I lost her as and offical crew member a year or so later. She started dating my one time biggest rival and they were perfect for each other. They both wanted kids badly loved sailing and just fit. You don't steal other boats crew but in this case, I had to let go. There are somethings you don't mess with and this was one of those.
They got married soon after, had two beautiful kids, bought a house in the country. They were married ten years and then Jim got the cancer that took him down. Through out all of it she was beside him, sometimes yelling at the doctors when it was warrented. He didn't want visitors. He looked awful so I was honored to be invited near the end. I was there officially to cheer him up, but I think his momand dad (both close friends) and Mush needed it just as much.
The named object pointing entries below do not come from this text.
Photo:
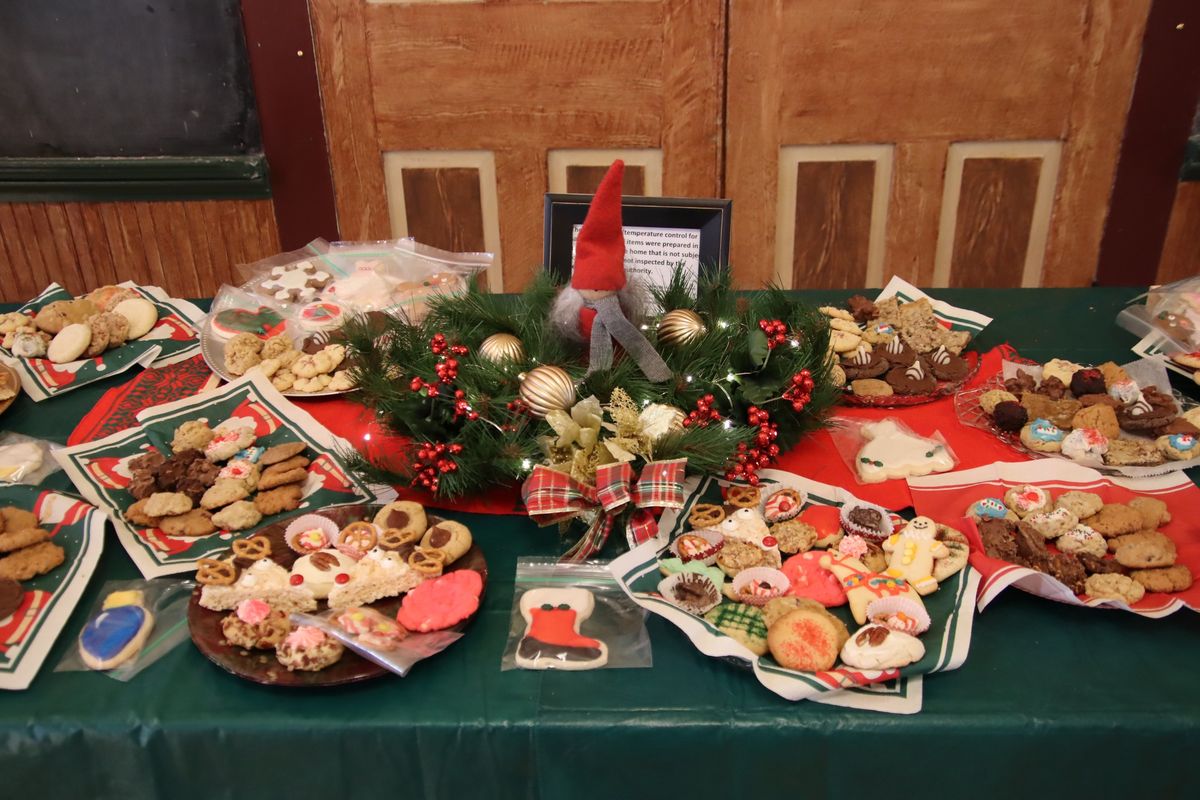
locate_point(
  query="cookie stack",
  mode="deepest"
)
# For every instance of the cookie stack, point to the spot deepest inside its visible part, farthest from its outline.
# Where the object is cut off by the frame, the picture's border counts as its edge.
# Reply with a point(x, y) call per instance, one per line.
point(67, 330)
point(1084, 531)
point(850, 557)
point(894, 348)
point(1096, 415)
point(215, 480)
point(25, 552)
point(315, 368)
I brought an album filled with old pictures and memories and we went through several fondly remembered stories. I was there at the very end too watching her cry as they carried away the casket. She said she doesn't remember much that day, but she remembers me standing there, not too close but close enough that she knew... I'm glad she remembers.
Now she's raising two kids on her own. The other day she did a tune up on her lawn tractor. The mind picture of that is too funny but yet I never doubted she'd get it done. Last night she came sailing with us and plans to do it on a regular basis and I am truely glad. We talked and laughed and at one point, almost cried. It was good having her back even though I wish the circumstances were a lot different. I think she knows that if she ever needed a shoulder or aything else, that I'm there, but I'm also pretty sure she won't ask. It's the toughness thing you know... But, now I can contribute sailing one night a week, a bit of an island and a trip back to old times so at least in an offhand way I get to help someone who'd never ask for it. I think if Jim was watching, he must have been smiling. If he's watching now, Dude I miss you and I'll do what I can to make her smile. We both know she deserves it.